While You Were Sleeping

Cold, we left the school event at ten-past eight and went up to the Pusan National University area to get something to eat, ending up at a branch of 'Mr. Pizza', where - without my girlfriend who'd gone to the toilet - I blagged fluency in the Korean language for the first time by paying for the meal with a '여기 있습니다' (here you are while handing over the money), '감사합니다' (thank you when receiving the change), and the stock-phrase on leaving a store '수고하세요'. Thank God they didn't ask me how my meal was. The downside of being embedded in a Korean family is that everyone does the talking for you so opportunities to fly by the seat of your pants in Korean are few and far between.

My girlfriend's friend joined us at twenty to ten and we shopped for an hour before snacking at an 'as seen on TV' (apparently) food vendor near the station. They did seem to be doing good business though.
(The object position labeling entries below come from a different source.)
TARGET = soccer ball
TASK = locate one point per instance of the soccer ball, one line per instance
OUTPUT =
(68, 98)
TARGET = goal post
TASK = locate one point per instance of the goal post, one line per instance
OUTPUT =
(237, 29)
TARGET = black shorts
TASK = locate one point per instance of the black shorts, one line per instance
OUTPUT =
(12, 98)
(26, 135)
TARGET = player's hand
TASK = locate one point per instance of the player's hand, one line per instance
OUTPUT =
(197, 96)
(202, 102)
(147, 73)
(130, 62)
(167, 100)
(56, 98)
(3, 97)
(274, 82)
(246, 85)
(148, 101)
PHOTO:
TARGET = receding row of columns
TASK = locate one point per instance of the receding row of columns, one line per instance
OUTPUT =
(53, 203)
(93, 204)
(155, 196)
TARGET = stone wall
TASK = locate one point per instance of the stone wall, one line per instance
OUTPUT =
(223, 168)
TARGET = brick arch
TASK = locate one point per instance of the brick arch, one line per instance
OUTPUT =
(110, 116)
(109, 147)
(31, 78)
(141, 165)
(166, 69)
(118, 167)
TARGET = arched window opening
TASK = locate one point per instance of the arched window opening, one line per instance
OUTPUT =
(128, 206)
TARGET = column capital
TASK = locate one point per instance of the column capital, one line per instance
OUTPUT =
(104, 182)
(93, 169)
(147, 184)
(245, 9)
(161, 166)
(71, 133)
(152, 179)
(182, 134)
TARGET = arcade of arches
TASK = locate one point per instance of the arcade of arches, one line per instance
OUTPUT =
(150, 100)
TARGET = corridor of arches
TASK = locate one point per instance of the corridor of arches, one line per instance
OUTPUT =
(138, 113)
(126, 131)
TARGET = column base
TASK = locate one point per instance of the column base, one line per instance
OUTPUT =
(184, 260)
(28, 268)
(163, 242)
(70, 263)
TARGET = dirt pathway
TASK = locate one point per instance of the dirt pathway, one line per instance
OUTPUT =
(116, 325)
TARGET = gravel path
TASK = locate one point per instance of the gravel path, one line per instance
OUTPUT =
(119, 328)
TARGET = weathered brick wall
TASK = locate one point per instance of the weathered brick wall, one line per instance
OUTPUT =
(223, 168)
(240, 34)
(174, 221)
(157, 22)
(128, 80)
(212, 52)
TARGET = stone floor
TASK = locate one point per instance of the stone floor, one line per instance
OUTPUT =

So it was 23:15 by the time we set off on our forty minute subway journey back home. Bad enough for us, but a very long day indeed for our friend who'd taught all day before taking part in the event she'd organised - and tomorrow was the school's 'sports day' which meant more long hours. How does she do it? She sleeps between four-and-a-half and five hours
every night. I wondered - given what else I've observed here - whether that was so unusual for a Korean.

Of course, our friend sleeps on the subway - as most Koreans seem to - and that may go some way to make up an additional hour or so every day - but it doesn't seem very good quality rest time to me. And despite Koreans' uncanny ability to usually wake up in time for their station, there are the inevitable times this doesn't work, and you spend more time backtracking the other way to the stop you missed. In fact, just that morning our friend had awoken a stop beyond where she was going, but that pales into insignificance against the time my girlfriend, returning late one night from
university, not only slept right the way to the end of the line, but was only finally awoken by the sound of the cleaners cleaning the carriage in the subway depot some time later.

Meanwhile, since coming to Korea and finding the pace of my lifestyle vastly accelerated, I've found myself involuntarily sleeping eight hours a night rather than the six I used to back home, because all the activity is making me tired. I'm going to need to work on reducing that if I'm to keep up with the Koreans.